At this point in your reading you might be asking yourself why this ruling warrants your attention. If you hold an IRA with funds or assets you have contributed to the account, as the owner of the IRA the law is relatively clear that the IRA is protected from the owner’s creditors. Upon death of the owner, the IRA will transfer to the beneficiary of the IRA and the IRA is then identified as an inherited IRA because it is an IRA that was originally owned by another and was received through this beneficiary transfer. If the beneficiary of the inherited IRA has creditor issues, the assets you have accumulated in the IRA will not be protected in a bankruptcy proceeding filed by your beneficiary. Based upon this recent ruling, it is more important in the estate planning process to consider whether an IRA should be transferred directly to a beneficiary even if the beneficiary does not immediately have creditor issues or whether alternate planning would be appropriate.
It is important to keep in mind that the US Supreme Court ruling will only apply in a bankruptcy proceeding filed by the beneficiary. If the beneficiary has other creditors that pursue collection under state law, the law of such state may be different and still provide for exemption of the inherited IRA. The ruling also did not discuss whether the conclusion would have been different if the beneficiary had been a spouse and the IRA had been rolled into an IRA owned by the spouse. Even if your beneficiary may not have creditor issues today, lawsuits or debts can arise in the future for events such as car accidents or alcohol or drug dependency. Caution would dictate treating the recent US Supreme Court ruling as the guiding principle under which your planning should be structured for an IRA transfer.

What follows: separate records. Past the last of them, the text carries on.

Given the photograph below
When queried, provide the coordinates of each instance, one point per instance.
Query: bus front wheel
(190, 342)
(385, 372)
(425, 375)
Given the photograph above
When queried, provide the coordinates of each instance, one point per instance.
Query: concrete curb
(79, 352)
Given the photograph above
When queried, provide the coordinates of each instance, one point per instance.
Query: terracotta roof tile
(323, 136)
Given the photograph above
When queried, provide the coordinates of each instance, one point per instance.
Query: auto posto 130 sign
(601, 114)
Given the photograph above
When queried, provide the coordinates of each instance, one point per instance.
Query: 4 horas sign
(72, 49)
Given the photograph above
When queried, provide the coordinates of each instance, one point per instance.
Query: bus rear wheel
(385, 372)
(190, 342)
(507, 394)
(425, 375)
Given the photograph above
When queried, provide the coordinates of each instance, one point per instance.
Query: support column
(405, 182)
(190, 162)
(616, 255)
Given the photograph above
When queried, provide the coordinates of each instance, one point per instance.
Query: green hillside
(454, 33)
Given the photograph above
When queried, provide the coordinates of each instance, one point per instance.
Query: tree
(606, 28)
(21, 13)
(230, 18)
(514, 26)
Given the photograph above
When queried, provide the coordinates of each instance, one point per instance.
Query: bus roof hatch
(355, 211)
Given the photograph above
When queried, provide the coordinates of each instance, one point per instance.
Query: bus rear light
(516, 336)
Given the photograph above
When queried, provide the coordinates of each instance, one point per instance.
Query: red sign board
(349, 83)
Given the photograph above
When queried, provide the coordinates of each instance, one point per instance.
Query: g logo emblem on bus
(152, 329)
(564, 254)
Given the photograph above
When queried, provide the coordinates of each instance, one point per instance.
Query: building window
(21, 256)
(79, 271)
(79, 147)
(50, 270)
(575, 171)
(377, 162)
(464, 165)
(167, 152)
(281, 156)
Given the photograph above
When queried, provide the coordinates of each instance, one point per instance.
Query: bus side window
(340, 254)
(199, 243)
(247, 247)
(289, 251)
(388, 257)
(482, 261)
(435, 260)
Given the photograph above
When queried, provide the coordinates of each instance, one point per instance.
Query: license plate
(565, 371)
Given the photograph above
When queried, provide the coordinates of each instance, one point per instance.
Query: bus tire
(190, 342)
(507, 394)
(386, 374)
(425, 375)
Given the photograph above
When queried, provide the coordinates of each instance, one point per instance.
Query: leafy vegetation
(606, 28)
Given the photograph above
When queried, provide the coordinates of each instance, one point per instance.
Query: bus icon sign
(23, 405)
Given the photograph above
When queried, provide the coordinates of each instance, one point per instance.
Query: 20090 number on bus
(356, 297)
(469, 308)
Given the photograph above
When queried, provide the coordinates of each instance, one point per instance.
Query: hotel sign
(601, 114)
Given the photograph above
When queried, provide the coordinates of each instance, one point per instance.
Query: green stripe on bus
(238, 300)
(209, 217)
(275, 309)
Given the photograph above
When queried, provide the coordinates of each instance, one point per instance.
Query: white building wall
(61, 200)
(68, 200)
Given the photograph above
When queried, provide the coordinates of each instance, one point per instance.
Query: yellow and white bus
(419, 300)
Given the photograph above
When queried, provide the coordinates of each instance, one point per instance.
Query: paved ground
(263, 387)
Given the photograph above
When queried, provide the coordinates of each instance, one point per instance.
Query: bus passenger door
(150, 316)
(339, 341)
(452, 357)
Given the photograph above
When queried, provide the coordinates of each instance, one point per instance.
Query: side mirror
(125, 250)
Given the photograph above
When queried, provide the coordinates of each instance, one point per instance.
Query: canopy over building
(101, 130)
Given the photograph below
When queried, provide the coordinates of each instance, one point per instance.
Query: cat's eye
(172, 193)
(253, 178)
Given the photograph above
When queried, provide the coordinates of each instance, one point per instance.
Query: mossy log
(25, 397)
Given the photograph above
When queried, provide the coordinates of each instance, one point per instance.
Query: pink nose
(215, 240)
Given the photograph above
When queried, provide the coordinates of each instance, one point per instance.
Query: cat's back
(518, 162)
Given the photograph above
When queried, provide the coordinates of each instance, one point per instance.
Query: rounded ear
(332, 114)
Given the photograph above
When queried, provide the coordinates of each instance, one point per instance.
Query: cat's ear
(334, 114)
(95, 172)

With this recent decision favoring creditors, one planning option to consider is to transfer the IRA to a qualified trust. A qualified spendthrift trust established under state law would enable the trustee to receive the inherited IRA and administer the trust for the beneficiary without the inherited IRA being considered an asset of the beneficiary. A properly structured trust can also enable the inherited IRA to make distributions over the child’s lifetime if the terms of the trust enable the trustee to “look through” to the individual trust beneficiary for purposes of measuring post-death distributions. Another option is to name a qualified charitable organization as the beneficiary which will not enable the heirs to receive the funds, but may provide a tax favorable way to satisfy charitable bequests and desires.
This article is not intended to replace legal advice applicable to your situation and should be used only for informational purposes. Consult with your legal or tax advisors before implementing any suggestion contained herein.